State of Ohio v. Michael C. Horn, Case no. 2018-0743
Sixth District Court of Appeals (Wood County)

Disciplinary Counsel v. Timothy R. Dougherty and Christopher T. Cicero, Case no. 2018-1766
Franklin County

State of Ohio v. Joseph Jones, Case no. 2018-0601
First District Court of Appeals (Hamilton County)


Are Banks Victims of Forgery and Entitled to Restitution?

State of Ohio v. Zachary C. Allen, Case no. 2018-0705
Tenth District Court of Appeals (Franklin County)

ISSUES:

  • Is a bank that cashes a forged check and suffers a loss a “victim” under R.C. 2929.18?
  • If a bank becomes a victim by cashing a forged check, can the defendant be convicted of forgery be ordered to pay restitution to the bank?

BACKGROUND:
In August 2016, Zachary Allen was indicted in Franklin County for seven counts of forgery and seven counts of possession of criminal tools.
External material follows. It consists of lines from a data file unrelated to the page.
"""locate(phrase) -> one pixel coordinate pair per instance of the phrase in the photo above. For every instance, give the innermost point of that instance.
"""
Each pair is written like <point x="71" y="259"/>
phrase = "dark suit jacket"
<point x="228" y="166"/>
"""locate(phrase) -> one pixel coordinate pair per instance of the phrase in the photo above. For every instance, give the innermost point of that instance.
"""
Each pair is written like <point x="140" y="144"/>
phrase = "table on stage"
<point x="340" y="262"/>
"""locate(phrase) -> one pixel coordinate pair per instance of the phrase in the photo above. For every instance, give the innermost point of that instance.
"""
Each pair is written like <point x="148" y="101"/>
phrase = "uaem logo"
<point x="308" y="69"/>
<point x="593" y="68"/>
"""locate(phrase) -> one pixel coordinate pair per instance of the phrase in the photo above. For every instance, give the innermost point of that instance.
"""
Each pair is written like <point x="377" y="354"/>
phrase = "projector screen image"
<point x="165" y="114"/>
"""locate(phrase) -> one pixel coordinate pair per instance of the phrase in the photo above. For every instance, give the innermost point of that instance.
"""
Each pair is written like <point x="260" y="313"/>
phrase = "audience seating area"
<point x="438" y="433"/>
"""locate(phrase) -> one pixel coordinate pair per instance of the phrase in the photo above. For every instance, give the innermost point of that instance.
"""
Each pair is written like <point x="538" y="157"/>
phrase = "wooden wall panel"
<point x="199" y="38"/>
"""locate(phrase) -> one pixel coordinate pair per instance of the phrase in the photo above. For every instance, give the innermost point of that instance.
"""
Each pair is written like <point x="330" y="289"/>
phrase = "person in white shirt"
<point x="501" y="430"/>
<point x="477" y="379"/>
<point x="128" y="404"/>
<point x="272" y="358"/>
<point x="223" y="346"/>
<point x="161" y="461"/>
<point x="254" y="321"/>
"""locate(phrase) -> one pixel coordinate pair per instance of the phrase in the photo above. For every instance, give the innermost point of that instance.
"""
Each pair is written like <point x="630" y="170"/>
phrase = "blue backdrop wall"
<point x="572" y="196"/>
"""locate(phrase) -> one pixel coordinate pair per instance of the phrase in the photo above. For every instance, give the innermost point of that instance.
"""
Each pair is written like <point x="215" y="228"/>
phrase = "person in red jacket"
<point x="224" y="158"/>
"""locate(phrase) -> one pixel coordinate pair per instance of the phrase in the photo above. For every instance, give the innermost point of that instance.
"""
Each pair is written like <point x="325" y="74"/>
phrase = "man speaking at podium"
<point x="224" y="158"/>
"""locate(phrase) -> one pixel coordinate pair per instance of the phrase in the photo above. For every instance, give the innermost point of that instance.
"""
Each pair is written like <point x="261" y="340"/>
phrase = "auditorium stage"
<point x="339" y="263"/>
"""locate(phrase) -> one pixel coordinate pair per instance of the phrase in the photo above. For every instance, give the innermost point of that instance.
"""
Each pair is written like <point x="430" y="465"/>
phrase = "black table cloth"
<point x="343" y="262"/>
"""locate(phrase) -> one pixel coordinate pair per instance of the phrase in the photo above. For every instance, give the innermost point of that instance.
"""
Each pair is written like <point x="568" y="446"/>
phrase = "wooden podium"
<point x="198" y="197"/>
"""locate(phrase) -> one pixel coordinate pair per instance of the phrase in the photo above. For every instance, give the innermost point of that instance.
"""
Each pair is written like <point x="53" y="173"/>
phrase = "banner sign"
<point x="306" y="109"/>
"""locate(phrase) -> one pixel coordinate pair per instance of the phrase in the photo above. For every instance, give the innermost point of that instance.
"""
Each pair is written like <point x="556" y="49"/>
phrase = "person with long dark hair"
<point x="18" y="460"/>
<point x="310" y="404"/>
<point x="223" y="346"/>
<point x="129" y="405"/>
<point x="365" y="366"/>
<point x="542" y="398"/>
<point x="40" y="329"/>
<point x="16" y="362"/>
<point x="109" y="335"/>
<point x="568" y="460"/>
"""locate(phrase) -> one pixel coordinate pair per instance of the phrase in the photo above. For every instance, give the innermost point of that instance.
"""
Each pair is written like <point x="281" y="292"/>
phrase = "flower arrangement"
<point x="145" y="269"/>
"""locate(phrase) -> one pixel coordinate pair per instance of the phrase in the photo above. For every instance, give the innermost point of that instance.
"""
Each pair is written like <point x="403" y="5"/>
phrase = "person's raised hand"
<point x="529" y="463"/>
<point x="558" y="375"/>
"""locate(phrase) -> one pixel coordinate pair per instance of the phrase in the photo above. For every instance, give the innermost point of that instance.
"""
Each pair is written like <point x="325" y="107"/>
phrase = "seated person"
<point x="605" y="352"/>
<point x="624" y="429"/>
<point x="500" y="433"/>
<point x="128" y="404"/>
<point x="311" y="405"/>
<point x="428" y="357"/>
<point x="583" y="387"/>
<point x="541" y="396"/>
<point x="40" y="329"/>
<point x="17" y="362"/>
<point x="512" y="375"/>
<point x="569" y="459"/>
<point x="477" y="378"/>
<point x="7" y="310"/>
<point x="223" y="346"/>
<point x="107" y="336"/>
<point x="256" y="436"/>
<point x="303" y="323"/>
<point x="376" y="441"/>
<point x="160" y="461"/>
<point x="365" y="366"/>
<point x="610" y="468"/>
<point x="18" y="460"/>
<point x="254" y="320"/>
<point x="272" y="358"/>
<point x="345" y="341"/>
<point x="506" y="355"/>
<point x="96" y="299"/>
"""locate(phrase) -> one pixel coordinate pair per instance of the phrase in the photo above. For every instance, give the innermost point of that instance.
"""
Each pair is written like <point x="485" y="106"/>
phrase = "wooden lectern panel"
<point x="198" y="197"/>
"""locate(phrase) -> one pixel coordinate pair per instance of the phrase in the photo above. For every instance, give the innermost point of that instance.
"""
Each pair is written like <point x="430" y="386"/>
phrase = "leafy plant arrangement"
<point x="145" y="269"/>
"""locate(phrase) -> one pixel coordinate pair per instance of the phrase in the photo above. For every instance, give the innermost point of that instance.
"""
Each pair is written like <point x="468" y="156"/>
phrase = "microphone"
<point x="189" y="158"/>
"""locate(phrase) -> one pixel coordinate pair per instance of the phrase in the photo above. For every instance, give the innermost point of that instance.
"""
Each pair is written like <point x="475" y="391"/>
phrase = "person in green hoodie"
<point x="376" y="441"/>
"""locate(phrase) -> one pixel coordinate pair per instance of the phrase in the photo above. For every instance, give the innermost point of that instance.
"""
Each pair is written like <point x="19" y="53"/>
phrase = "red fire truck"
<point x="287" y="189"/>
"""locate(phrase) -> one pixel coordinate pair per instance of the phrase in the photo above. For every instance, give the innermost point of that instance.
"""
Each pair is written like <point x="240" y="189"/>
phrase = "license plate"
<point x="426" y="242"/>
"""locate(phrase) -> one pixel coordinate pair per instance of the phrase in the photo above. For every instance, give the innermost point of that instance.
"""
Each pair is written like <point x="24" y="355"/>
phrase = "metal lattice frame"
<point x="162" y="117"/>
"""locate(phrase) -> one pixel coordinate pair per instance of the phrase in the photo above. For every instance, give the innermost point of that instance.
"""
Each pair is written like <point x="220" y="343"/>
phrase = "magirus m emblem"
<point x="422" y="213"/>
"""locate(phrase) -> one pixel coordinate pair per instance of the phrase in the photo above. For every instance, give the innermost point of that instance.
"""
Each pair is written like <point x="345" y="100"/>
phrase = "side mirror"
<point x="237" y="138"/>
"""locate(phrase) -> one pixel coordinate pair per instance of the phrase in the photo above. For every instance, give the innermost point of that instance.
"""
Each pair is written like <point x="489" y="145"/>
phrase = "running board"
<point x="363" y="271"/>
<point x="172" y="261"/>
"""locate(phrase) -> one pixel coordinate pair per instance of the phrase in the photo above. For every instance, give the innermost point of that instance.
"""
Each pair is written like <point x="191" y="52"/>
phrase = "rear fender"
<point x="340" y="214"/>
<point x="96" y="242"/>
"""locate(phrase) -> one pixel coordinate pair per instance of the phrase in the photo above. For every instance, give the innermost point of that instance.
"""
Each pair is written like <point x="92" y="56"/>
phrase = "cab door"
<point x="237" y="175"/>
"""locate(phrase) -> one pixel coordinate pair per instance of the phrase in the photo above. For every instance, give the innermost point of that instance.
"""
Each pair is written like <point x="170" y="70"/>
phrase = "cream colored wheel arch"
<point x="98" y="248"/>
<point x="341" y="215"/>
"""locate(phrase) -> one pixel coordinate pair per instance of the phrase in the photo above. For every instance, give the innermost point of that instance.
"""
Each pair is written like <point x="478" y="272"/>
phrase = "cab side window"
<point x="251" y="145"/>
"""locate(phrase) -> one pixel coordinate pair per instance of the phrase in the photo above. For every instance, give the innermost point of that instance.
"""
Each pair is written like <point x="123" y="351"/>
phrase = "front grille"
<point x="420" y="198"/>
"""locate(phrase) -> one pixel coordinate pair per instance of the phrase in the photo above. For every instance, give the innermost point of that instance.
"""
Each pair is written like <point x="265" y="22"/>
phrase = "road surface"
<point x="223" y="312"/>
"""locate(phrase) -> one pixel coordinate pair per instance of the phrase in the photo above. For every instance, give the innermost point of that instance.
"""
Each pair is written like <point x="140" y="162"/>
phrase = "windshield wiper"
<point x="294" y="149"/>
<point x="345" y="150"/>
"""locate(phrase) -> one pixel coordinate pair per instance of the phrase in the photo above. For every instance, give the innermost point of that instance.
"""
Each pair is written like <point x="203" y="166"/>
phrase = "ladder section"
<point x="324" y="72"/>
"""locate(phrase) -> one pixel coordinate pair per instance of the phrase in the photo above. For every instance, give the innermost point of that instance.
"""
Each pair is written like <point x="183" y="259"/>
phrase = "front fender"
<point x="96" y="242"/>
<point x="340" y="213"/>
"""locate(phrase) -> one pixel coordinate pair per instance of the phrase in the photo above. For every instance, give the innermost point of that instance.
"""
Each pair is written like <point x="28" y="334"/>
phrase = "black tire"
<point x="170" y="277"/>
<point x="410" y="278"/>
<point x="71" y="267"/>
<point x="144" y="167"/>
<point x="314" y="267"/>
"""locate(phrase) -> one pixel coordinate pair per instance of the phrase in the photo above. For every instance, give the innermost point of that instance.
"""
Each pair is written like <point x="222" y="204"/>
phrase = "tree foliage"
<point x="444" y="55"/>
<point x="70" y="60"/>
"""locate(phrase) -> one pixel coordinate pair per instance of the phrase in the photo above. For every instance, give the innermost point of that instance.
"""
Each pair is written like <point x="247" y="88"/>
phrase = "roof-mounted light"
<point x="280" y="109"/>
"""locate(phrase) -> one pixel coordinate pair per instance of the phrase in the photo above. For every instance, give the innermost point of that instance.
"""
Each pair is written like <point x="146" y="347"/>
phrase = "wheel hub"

Allen cashed seven checks that he knew were counterfeit at four different banks. The checks were drawn from the accounts of two apartment complexes and one flooring service.

Allen pleaded guilty to the forgery charges in exchange for dismissal of the other charges. At a 2017 sentencing hearing, the Franklin County Prosecuting Attorney sought restitution to be paid to the banks that cashed the checks. Allen objected, arguing the banks were “third parties,” and would be reimbursed by insurance. Once the banks confirmed there would be no insurance coverage for the losses, the trial judge ordered Allen to pay restitution.

Allen appealed the restitution order to the Tenth District Court of Appeals, which reversed the trial court’s order. The prosecutor appealed the decision to the Supreme Court, which agreed to hear the case.

Banks Are Forgery Victims, Prosecutor Argues
R.C. 2929.18(A)(1) authorizes trial courts to impose restitution to the victim of a criminal offense for the economic loss suffered, the prosecutor argues. The Tenth District concluded the banks weren’t victims, but “third parties,” and that the companies whose checks were forged were the victims. The banks were required by law to reimburse the accounts of the companies for the forged checks, and that made them suffer a loss, the prosecutor argues. Since the banks were the ones that ultimately suffered losses, they are victims, not third parties, and entitled to be paid restitution, the prosecutor concludes.

The prosecutor also argues the banks are victims because they retain a property interest in the customer deposits. The banks become “owners” of the deposited funds and have the right to use them to make loans that help the bank earn profits. So when Allen forged the checks and received money, the banks lost the ability to use the money to earn profits. That makes them victims of Allen’s crimes, the prosecutor maintains.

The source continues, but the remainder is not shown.